Before the daylight, in the morning, the host and his huntsmen set out after the boar. The poet describes in detail how cheerful the all-day-long hunt is, using a lot of details and images: there are men with "mighty bows," brave knights and their flying arrows, a lot of horns and barking hounds. Many hunters fear for their lives but the lord, the bravest of them all and a true knight, shows the example by leading the chase for the boar because it is his duty to be a shining example to his people. "And many feared for their lives, and fell back a little. But the lord on a lively horse leads the chase." [Norton, 1463-1464]

In the next scene, the poet turns away from the hunting scene to the Sir Gawain's bedroom in the castle, where he peacefully awakens from sleep. It seems that the poet intentionally positions the bedroom scenes within the hunting scenes: the symbolic hunt juxtaposed with the literal hunt. The lady, the host's wife, carefully enters the room. She sits beside him on the bed and he pretends to be surprised at seeing her here. The passage revolves around the host's wife attempts to seduce Sir Gawain, and he tries to avoid the consequences of such thing happening. She is a real temptress, tests his courtesy, virtue, decency, and a real object of courtly love, but he acts in accord with court's rules of love. "I am yours to command, to kiss when you please; You may lay on as you like, and leave off at will." [Norton, 1501-1502]. As the persuasion becomes more and more aggressive, she starts using compliments and blames him for neglecting her feelings. "And you are the noblest knight known in your time; No household under heaven but has heard of you fame... Yet never has a fair phrase fallen from your lips of the language of love, not one little word!" [Norton, 1520-1524]

She is angry because other knights try to make their ladies happy, but he is, on the contrary, cold to her and never talks to her of the language of love, "not one little word." That makes her wonder if he is ignorant about love and whether he likes her at all. "How! Are you artless, whom all men praise? Or do you doom me so dull, or deaf to such words?" [Norton, 1528-1529] At the end of the passage, she continues to flirt with him very actively, pointing out that her husband is away on the hunt and the entire castle is asleep.
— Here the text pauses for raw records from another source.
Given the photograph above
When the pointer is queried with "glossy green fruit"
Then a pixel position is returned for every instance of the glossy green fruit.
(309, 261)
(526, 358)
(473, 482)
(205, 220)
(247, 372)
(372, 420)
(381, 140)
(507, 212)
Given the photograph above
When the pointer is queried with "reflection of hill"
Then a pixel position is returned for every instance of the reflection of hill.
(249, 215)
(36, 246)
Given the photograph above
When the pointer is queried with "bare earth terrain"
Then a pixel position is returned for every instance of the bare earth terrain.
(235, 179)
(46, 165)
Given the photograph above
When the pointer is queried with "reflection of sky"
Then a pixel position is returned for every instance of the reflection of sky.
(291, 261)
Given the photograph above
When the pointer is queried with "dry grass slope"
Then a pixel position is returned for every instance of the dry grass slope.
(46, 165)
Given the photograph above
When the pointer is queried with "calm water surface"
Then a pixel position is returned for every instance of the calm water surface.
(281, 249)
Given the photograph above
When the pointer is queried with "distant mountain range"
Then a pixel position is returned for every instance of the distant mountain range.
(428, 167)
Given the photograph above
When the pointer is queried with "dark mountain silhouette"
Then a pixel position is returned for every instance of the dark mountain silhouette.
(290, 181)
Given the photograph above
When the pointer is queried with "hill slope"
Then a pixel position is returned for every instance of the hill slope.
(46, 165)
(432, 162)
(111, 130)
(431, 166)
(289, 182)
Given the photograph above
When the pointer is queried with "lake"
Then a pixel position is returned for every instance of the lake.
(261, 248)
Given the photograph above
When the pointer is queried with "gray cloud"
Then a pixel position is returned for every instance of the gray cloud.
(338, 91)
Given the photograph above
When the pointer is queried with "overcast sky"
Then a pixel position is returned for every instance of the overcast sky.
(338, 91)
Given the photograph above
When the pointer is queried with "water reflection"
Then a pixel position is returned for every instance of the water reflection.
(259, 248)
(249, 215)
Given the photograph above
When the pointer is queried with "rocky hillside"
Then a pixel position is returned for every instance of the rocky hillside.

Sir Gawain and the Green Knight is a tale of romance, irony and courtesy, that portrays the image of courtly relationships in a clear way. The lady is testing Gawain's morals by challenging his duty as a courteous knight to do as lady wishes. By admitting, in a polite and tactful manner, that she is a better person than he is and that he is not worthy of her affection, humble and courteous Sir Gawain is able to retain his honor.